Premier said it had agreed a sale for £80m (€117m) with Apeejay's subsidiary, Apeejay International Tea.
The business being sold includes the Typhoo, London Fruit & Herb, Lift and other associated brands, own label contracts and Premier's tea blending and packing facility near Liverpool.
The deal marks a new chapter in Typhoo's 102-year history, but also demonstrates how difficult it has become to make money from a declining market that has also been increasingly targeted by private labels.
Premier Foods' sales dropped almost £17m in the first half of this year, partly damaged by a nine per cent dip in tea revenues that the firm said reflected general tea market decline.
Market research group Mintel said in a report earlier this year that the overall UK tea market was in decline. Instant coffee sales have now moved ahead of standard tea sales in Britain for the first time.
But, this simplistic analysis hides deeper trends. Mintel said in its report that the growing popularity of speciality/herbal and fruit teas "has done much to curtail a dramatic slump". These sectors increased their value by 50 per cent and 30 per cent respectively between 2002 and 2004.
Typhoo's problem is that it has found itself caught in the no-man's land opening up in the middle of Britain's tea market.
It was not inside the 2004 UK top 100 Grocery Brands, unlike rivals Tetley Tea (32) and PG Tips (36), suggesting it has perhaps been more susceptible to rising competition from private label players.
Sainsbury's Red Label tea is one of the retailer's oldest own-brand products and a 160-bag box is around two thirds of the price of PG Tips. Price wars between Tesco and Asda have made private label tea even cheaper.
Own-brands as a whole now account for half of the UK's retail grocery sales.
That said, Apeejay may be able to prosper where Premier Foods could not. The India-based firm already has a good foothold in the top end of the market, selling several teas in London's Harrods department store.
Premier Foods chief executive, Robert Schofield, said his firm had dumped Typhoo because it was keen to slim its focus to only market-leading brands.
"We believe Typhoo will benefit from the focus and investment a vertically integrated tea business like Apeejay can bring," he said. There is still a market to be had: the UK Tea Council says Britons drink 165m cups of tea per day, giving the country's tea market a value of around £700m.

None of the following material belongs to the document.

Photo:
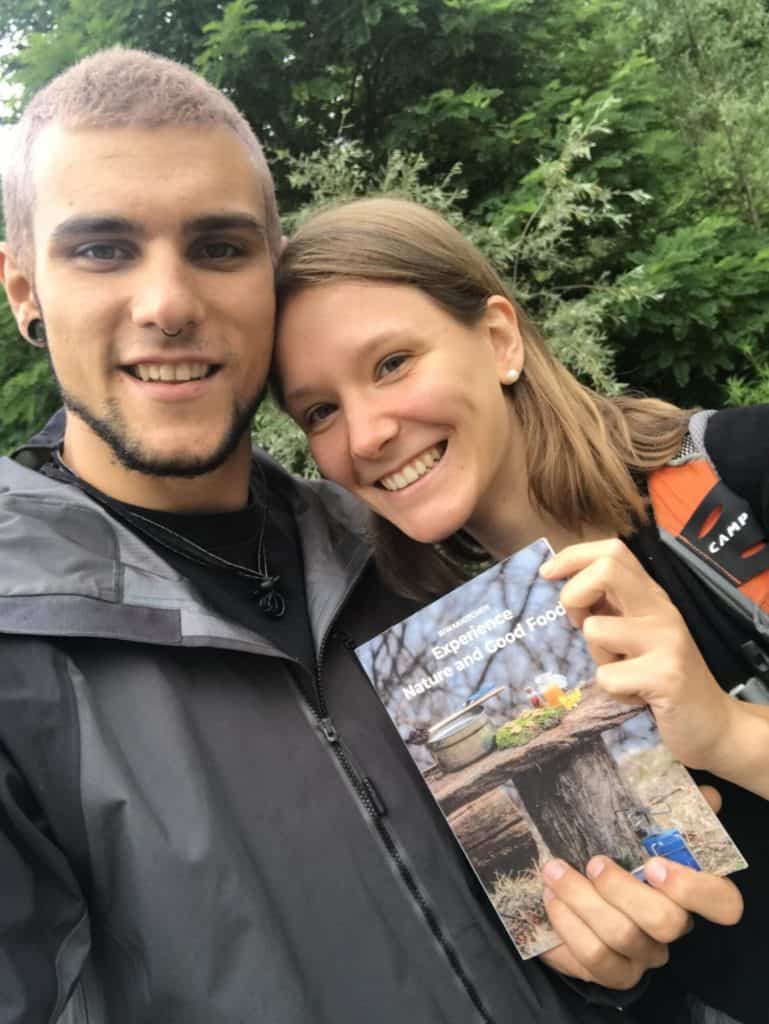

Grabbing consumers when they are young appears to be key, with Mintel's study revealing that almost a third of adults only ever buy one type of tea.
Unfortunately these youngsters are exactly who tea firms have failed to woo. More and more young people in Britain are turning to coffee and bottled water, as a result of the trendy, sophisticated image now associated with the former and the health benefits connected with the latter.